COURTESY OF THE CASEY SIXKILLER CAMPAIGN

The most cogent idea about the arts to come out of my talk with deputy mayor Casey Sixkiller had to do with his guaranteed basic income plan, which he calls the Reliable Income Supporting Equity (R.I.S.E.) pilot program. The pilot would provide $500 a month to 16,000 low-income families “to be able to really see who best it works for,” he said. While he wouldn’t go as far as committing to including the arts community within that plan, Sixkiller agreed that artists "need to be at the table when we design this thing to make sure if it's something that could work for them.”

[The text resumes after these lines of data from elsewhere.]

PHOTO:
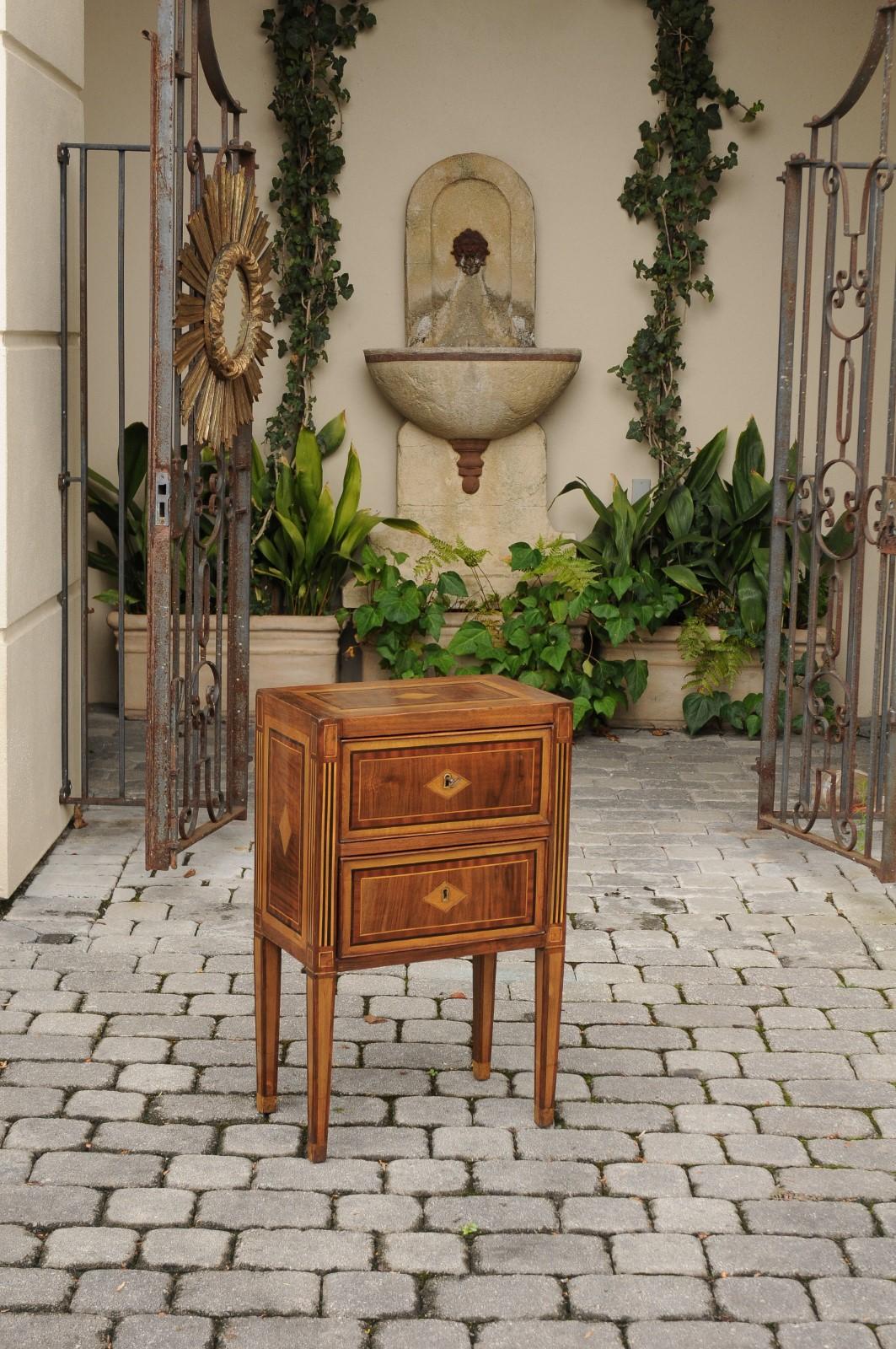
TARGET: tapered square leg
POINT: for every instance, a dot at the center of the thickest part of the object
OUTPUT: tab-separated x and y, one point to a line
483	1013
548	1004
267	982
321	998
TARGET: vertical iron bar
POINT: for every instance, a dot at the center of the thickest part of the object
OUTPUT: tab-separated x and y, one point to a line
121	476
238	604
159	685
862	458
790	263
797	467
83	471
821	444
65	793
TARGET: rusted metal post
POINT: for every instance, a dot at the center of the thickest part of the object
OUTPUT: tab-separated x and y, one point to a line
62	155
777	551
161	748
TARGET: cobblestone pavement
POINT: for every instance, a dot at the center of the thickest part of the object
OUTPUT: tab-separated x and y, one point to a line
721	1175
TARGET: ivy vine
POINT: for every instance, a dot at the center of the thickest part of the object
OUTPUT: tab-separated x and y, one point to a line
673	186
309	94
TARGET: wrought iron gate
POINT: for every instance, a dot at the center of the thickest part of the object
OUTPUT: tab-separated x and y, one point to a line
828	768
199	501
197	494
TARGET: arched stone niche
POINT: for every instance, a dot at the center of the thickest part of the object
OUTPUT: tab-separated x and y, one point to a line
469	192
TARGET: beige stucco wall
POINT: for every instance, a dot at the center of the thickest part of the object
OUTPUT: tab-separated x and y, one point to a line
557	89
40	81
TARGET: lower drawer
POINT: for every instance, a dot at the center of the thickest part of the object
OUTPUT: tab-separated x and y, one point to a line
429	899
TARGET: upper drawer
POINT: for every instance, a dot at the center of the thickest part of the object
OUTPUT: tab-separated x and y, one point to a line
416	782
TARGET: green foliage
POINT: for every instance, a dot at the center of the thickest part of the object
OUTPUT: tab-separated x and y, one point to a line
624	546
738	714
528	636
404	618
308	103
303	539
673	186
716	661
103	503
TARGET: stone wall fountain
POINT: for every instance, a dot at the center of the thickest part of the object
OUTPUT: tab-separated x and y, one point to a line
471	379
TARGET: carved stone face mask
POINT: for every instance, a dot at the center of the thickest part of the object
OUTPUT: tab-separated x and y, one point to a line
469	251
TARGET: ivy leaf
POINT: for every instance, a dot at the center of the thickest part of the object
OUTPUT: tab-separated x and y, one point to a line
400	606
449	583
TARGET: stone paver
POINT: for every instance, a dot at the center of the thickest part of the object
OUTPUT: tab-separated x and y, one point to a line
723	1175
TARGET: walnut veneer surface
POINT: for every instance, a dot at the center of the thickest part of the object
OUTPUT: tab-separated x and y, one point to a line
408	820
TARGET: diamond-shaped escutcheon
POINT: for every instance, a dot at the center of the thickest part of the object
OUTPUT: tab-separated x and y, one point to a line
444	896
285	830
448	784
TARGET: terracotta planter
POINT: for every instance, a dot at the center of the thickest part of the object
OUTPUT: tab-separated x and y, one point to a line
660	705
370	660
282	651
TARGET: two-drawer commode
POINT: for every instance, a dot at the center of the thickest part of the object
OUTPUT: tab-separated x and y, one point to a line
408	820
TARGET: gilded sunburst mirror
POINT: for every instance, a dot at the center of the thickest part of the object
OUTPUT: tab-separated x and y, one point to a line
226	265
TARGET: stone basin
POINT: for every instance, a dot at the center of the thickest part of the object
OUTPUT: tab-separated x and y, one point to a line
471	395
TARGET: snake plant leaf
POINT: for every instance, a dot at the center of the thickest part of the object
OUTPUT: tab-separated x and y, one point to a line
137	451
683	575
320	526
579	485
308	460
269	550
410	526
294	536
347	506
679	513
358	532
331	436
287	492
750	452
706	463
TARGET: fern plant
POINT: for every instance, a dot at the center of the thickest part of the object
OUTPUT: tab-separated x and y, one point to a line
716	661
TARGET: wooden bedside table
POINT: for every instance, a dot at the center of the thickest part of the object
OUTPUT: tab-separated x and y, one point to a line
408	820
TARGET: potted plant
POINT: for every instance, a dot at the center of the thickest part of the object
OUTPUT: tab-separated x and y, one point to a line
710	536
544	633
303	543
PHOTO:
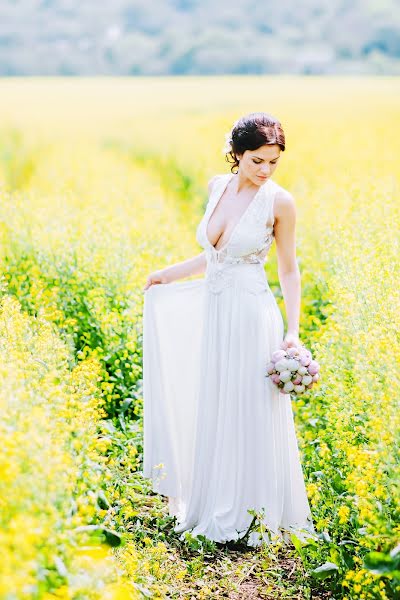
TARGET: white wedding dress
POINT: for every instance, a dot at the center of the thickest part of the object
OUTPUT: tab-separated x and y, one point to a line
219	437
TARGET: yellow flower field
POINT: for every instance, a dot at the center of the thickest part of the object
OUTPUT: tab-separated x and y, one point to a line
104	180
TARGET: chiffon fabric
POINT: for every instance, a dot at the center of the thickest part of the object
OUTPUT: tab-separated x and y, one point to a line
219	437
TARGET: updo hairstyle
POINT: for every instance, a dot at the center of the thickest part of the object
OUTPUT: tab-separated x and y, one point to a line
249	133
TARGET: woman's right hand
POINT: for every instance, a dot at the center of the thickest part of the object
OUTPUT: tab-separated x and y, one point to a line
154	278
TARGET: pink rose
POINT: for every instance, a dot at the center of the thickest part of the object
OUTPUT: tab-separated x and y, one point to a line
270	368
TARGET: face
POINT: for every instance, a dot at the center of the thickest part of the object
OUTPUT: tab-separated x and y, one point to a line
259	165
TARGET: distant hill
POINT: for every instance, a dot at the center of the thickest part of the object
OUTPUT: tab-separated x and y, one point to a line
179	37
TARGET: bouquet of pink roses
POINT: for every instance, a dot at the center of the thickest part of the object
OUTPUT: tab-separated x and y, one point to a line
293	370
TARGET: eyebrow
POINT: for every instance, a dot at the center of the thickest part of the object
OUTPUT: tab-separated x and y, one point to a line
259	157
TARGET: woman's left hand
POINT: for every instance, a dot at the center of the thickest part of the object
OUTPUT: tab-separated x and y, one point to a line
291	340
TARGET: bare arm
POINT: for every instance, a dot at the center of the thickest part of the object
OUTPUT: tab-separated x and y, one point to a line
288	269
186	268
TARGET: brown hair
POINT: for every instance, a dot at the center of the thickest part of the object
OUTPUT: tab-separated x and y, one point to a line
252	131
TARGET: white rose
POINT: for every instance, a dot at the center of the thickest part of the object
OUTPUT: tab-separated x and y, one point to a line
285	376
281	365
299	388
293	364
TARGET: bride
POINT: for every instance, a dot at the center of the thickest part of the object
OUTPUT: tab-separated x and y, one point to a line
219	437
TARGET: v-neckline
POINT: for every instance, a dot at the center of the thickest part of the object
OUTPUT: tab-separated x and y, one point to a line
237	222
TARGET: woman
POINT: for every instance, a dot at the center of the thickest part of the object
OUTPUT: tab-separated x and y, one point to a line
219	437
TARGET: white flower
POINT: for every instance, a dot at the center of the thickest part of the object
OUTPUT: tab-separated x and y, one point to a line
228	139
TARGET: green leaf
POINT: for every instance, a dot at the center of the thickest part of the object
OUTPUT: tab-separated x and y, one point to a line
325	570
380	563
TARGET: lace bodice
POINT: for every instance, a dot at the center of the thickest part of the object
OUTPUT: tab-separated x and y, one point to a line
253	234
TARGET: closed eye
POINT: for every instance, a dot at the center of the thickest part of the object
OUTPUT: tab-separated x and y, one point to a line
259	162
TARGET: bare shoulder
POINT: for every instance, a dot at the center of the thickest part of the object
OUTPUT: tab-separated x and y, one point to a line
212	181
284	203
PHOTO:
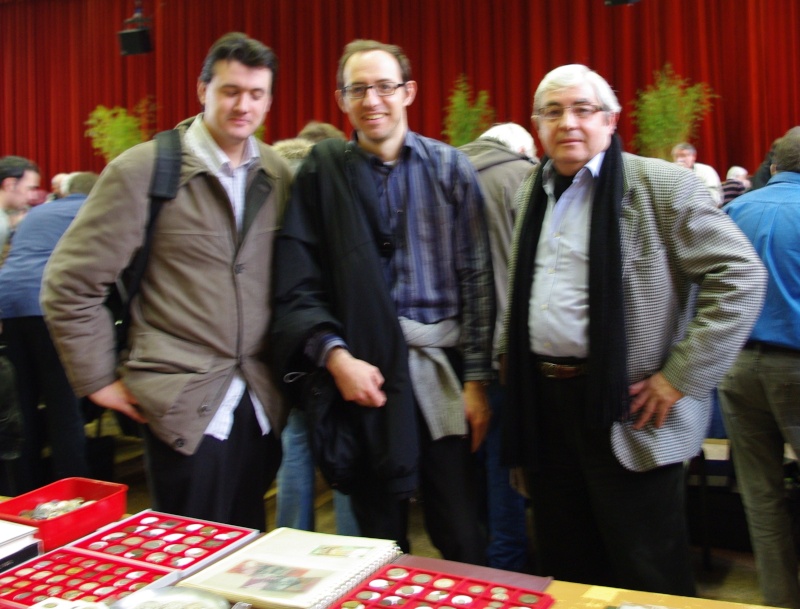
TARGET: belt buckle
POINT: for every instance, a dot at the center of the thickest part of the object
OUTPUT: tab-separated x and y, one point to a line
549	370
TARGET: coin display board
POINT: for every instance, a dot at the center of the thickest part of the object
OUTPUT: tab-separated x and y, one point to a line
410	588
148	549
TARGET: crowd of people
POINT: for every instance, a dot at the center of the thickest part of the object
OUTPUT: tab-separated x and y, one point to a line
478	329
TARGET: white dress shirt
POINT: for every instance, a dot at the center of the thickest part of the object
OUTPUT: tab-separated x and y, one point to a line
200	143
558	318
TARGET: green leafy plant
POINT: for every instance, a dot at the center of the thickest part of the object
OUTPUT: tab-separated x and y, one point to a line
668	112
114	130
467	115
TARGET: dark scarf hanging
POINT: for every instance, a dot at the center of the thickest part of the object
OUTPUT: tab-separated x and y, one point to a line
607	393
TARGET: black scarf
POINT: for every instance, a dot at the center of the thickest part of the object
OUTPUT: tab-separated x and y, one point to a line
607	395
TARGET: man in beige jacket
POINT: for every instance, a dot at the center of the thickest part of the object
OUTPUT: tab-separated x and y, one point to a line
194	369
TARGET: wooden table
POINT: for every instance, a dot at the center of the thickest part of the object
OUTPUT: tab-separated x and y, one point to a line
584	596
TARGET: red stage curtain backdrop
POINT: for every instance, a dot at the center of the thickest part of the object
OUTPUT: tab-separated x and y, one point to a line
60	59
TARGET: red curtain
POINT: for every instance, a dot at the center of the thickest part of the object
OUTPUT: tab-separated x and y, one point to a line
59	59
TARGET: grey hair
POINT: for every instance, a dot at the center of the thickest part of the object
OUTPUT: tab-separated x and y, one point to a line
79	182
684	146
575	75
736	173
787	152
513	136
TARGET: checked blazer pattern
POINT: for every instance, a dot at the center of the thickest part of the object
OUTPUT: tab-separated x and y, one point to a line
693	288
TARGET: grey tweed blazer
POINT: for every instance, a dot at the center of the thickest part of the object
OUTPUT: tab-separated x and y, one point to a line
693	288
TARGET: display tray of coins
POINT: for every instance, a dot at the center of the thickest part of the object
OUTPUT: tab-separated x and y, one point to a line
144	551
411	588
67	509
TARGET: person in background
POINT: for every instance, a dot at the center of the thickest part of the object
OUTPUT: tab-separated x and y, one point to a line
194	367
685	155
19	184
503	155
316	131
40	377
736	183
609	376
760	394
384	301
56	187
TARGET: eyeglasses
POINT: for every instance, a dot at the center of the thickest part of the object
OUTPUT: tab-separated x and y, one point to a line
579	111
384	89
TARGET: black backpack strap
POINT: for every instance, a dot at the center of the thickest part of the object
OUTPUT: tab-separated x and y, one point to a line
163	188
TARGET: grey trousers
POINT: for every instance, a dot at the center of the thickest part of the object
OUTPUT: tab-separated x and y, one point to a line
760	400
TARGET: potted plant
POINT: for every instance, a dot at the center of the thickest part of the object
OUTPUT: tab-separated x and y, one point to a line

The candidate also offered up some generalized ideas. To combat inequity in the arts he’s all about “sitting down with organizations to talk about what their experiences have been” to “understand what the barriers are.” He wouldn’t commit to spending more on initiatives like the Cultural Space Agency, but did concur that “generally speaking, [we] need to spend more on arts and culture in the city.” He said that the arts “should be baked into what our land-use decisions” are and that downtown could be a “huge opportunity” for arts activation given the number of empty storefronts.

Sixkiller seemed the most jazzed about the Durkanite accomplishments like the Climate Pledge Arena and the new ~revitalized~ Seattle waterfront, saying that the efforts are going to be a “game-changer” for the city.” He thinks both will help “people continue to see Seattle as a place that supports the arts,” with the opportunity to connect more local artists with a bigger audience. He said the new waterfront has “huge potential for us to showcase public art” while the arena can coordinate programming with the Seattle Center.